Miss B and Mr G complained that their GP practice wrongly diagnosed constipation in their young son, L. They said the GP prescribed an unlicensed medication for L, which a paediatrician later told them should not have been prescribed because of its high salt content.
What happened
Miss B made a GP appointment for her son, L, because she was concerned he had not opened his bowels for several hours. Her son was three weeks old at the time. The GP prescribed paediatric Movicol, a laxative, and Miss B administered it as recommended.
The next day, L developed a rash and Miss B took him to an urgent care centre at a nearby hospital. L was seen by a paediatrician who said it was normal for very young babies not to open their bowels for up to several days. Miss B told us the paediatrician also said L should not have been given Movicol because its high salt content could have been dangerous for him. The experience was very distressing and worrying for Miss B and Mr G.
What we found
We did not uphold this complaint. Although we found failings by the GP practice, it had accepted and taken appropriate steps to address them.

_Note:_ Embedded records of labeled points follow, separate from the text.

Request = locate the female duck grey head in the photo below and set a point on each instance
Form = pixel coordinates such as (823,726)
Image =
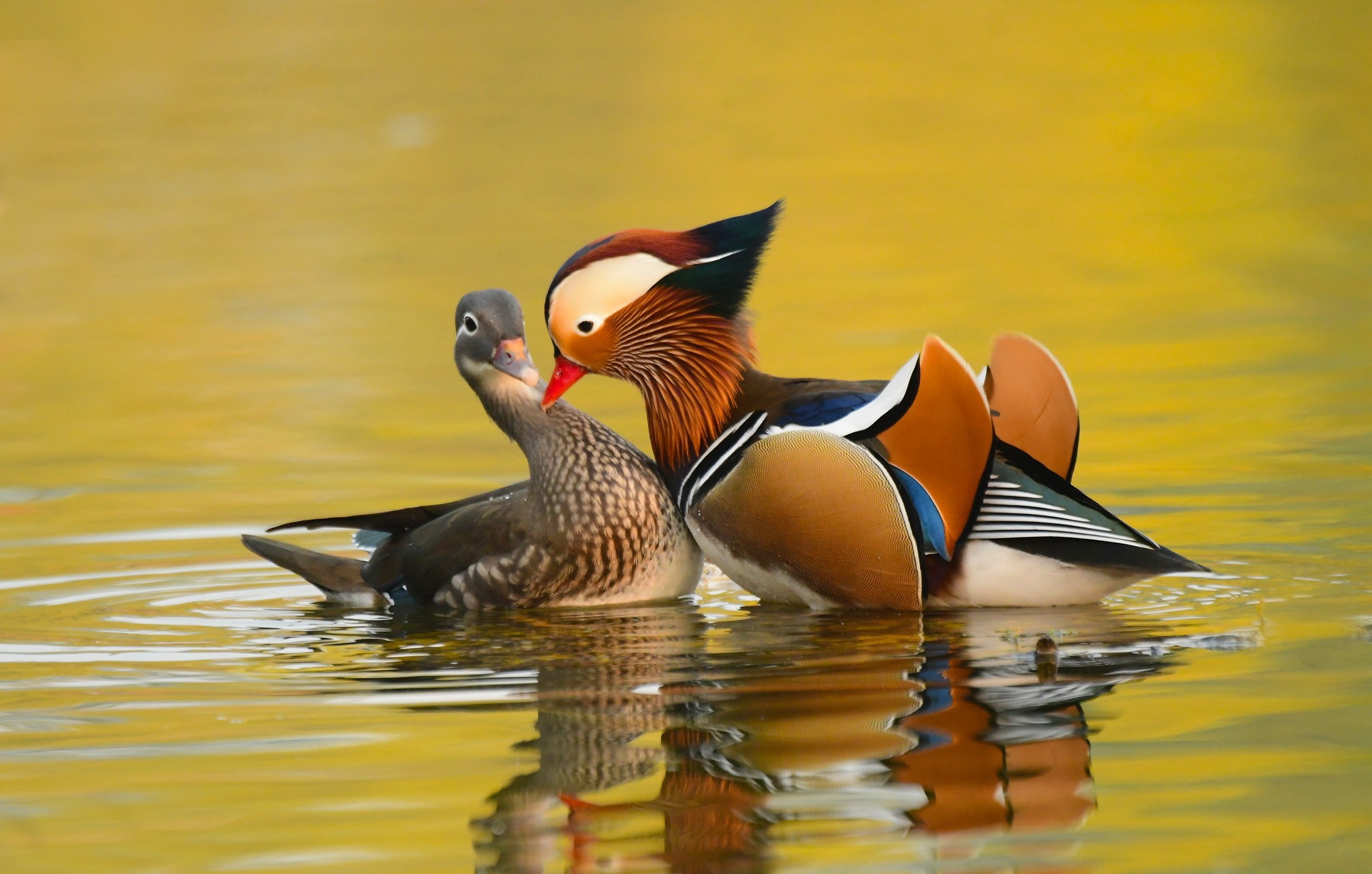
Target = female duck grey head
(490,338)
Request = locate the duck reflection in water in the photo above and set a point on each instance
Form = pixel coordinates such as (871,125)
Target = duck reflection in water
(787,728)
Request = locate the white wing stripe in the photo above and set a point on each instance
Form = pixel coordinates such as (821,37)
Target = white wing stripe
(1075,535)
(868,415)
(1043,518)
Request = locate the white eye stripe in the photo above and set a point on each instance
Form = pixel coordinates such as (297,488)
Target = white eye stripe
(714,258)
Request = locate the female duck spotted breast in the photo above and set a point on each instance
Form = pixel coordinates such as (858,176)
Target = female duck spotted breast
(593,524)
(936,488)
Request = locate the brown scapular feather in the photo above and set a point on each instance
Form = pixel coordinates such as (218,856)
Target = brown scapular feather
(686,363)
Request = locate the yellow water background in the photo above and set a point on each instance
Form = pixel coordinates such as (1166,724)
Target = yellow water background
(231,241)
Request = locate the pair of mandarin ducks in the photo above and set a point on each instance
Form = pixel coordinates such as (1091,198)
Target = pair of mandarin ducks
(940,488)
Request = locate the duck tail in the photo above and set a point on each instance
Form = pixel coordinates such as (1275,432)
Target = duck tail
(338,578)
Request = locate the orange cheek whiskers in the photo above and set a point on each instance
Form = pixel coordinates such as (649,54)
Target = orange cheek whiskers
(686,363)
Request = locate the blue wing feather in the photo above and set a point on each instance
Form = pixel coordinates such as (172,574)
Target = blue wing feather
(814,412)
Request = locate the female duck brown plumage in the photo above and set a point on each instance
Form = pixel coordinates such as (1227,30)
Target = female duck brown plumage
(593,524)
(935,488)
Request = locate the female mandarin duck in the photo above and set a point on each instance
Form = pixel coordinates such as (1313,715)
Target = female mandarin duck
(593,524)
(933,489)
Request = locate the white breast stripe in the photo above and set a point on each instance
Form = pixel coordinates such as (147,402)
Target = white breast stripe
(716,442)
(725,458)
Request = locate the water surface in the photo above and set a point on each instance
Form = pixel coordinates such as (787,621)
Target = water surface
(231,241)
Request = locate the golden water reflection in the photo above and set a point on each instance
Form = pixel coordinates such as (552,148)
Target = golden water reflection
(666,741)
(231,241)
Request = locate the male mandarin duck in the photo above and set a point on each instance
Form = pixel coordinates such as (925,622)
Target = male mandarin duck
(933,489)
(593,524)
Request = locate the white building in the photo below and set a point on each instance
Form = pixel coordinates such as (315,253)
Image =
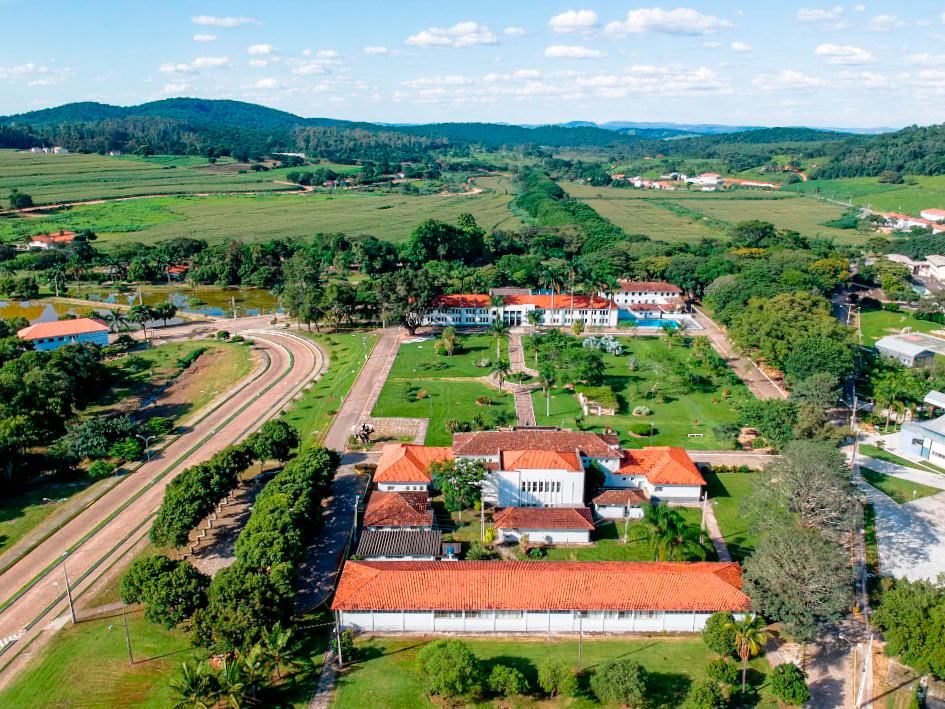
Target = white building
(536,597)
(557,310)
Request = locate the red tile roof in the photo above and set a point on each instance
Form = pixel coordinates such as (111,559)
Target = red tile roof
(405,463)
(398,509)
(661,465)
(562,301)
(543,518)
(540,586)
(623,497)
(61,328)
(541,460)
(491,443)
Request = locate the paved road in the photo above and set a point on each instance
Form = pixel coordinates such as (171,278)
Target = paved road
(32,589)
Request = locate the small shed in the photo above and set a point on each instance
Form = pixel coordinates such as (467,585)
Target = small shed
(909,353)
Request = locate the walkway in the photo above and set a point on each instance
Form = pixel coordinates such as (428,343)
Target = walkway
(756,381)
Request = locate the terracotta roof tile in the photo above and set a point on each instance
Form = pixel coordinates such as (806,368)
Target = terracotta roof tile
(406,463)
(662,465)
(398,509)
(540,586)
(543,518)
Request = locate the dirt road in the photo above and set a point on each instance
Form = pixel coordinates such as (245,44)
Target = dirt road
(33,590)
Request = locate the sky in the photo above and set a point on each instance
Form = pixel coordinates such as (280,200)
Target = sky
(519,61)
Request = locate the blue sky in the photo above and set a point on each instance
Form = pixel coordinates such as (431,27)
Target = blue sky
(771,63)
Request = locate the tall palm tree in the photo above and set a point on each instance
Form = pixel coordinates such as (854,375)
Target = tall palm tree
(194,688)
(501,369)
(499,330)
(750,637)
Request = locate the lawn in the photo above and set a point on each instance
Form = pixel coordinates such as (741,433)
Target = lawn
(898,489)
(385,214)
(315,409)
(726,491)
(388,677)
(683,413)
(879,323)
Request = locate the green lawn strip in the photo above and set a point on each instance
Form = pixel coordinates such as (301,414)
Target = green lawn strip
(446,399)
(898,489)
(728,490)
(682,414)
(871,451)
(313,412)
(389,678)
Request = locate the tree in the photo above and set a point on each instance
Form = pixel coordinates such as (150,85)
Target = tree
(507,681)
(459,481)
(705,695)
(788,682)
(750,638)
(555,677)
(449,667)
(718,633)
(800,578)
(621,681)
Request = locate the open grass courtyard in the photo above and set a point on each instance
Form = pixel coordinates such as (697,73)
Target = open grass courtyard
(388,676)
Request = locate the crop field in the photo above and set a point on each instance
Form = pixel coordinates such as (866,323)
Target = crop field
(926,192)
(386,215)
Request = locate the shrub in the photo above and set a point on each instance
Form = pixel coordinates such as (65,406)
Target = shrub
(722,671)
(705,695)
(789,685)
(507,681)
(449,667)
(621,681)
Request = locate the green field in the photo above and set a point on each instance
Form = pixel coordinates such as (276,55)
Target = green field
(388,677)
(683,413)
(386,215)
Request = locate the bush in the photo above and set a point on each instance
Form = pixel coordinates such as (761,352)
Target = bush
(507,681)
(723,671)
(620,681)
(718,636)
(449,667)
(789,685)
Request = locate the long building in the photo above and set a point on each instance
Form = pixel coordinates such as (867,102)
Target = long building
(536,597)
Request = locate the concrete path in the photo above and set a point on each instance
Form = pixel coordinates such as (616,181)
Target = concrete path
(757,383)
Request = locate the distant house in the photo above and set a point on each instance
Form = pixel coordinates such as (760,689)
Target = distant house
(907,353)
(53,335)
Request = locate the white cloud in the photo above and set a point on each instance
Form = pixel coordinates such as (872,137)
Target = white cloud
(787,79)
(682,20)
(210,62)
(562,51)
(844,54)
(261,49)
(222,21)
(808,14)
(574,21)
(462,34)
(884,23)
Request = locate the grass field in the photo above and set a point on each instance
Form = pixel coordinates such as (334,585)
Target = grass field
(389,678)
(314,410)
(386,215)
(728,490)
(898,489)
(682,414)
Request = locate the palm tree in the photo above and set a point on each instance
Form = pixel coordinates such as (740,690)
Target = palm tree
(750,637)
(501,369)
(194,688)
(279,648)
(499,330)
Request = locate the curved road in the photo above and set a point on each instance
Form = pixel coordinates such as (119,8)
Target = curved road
(32,591)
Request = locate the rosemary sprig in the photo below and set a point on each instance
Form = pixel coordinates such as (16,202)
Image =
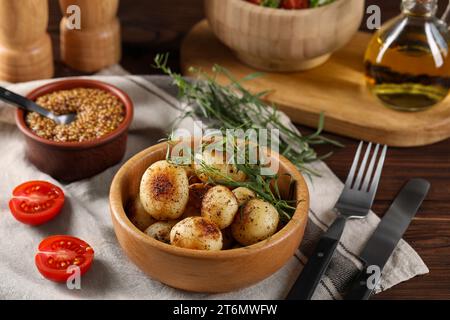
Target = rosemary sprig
(265,187)
(232,106)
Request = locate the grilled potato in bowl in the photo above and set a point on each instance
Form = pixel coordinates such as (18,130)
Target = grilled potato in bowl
(256,222)
(196,233)
(164,191)
(243,195)
(161,230)
(220,206)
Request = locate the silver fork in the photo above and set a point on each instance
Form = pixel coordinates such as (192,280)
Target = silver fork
(354,203)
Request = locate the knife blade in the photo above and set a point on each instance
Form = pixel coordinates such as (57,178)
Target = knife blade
(384,240)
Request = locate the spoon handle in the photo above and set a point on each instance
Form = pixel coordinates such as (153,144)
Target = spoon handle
(23,103)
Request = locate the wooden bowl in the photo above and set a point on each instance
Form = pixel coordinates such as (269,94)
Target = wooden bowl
(73,161)
(284,40)
(195,270)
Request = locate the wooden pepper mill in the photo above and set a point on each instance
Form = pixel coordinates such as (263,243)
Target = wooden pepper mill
(96,44)
(25,46)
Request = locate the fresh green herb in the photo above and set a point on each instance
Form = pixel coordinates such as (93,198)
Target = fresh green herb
(271,3)
(233,107)
(266,187)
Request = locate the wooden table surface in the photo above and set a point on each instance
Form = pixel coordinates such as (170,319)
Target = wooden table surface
(159,26)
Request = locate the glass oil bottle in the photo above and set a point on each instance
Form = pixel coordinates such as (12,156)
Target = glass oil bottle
(408,60)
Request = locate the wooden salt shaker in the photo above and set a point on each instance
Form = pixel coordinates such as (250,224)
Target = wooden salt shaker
(96,44)
(25,46)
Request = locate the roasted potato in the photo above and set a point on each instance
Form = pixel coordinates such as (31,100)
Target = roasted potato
(243,195)
(138,215)
(196,193)
(161,230)
(228,240)
(218,161)
(220,206)
(164,191)
(196,233)
(257,221)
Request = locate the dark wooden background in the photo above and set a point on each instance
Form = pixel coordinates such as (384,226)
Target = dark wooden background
(150,27)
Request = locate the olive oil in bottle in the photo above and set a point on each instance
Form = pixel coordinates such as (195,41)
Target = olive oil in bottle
(408,60)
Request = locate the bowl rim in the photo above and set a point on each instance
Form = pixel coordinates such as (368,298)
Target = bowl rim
(286,12)
(73,83)
(118,213)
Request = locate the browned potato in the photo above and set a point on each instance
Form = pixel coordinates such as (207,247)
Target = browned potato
(243,195)
(228,240)
(257,221)
(220,206)
(196,233)
(138,216)
(164,191)
(161,230)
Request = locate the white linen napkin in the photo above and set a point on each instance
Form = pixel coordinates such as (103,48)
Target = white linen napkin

There is nothing in the British National Formulary for Children (a reference guide used by doctors across the NHS when prescribing medication for children) to prevent Movicol being prescribed to a baby of L's age. It is an unlicensed medication but it may still be prescribed. Many medicines are unlicensed for use in children because the research carried out to establish whether medicines are safe rarely includes children. This does not mean the medication is unsafe. However, the GP should have told Miss B that he was prescribing a medication that was unlicensed and explained why. He did not do so and this was a failing.
It was unlikely that L had constipation, because he did not have the symptoms as listed in the national guidance on diagnosing constipation in children.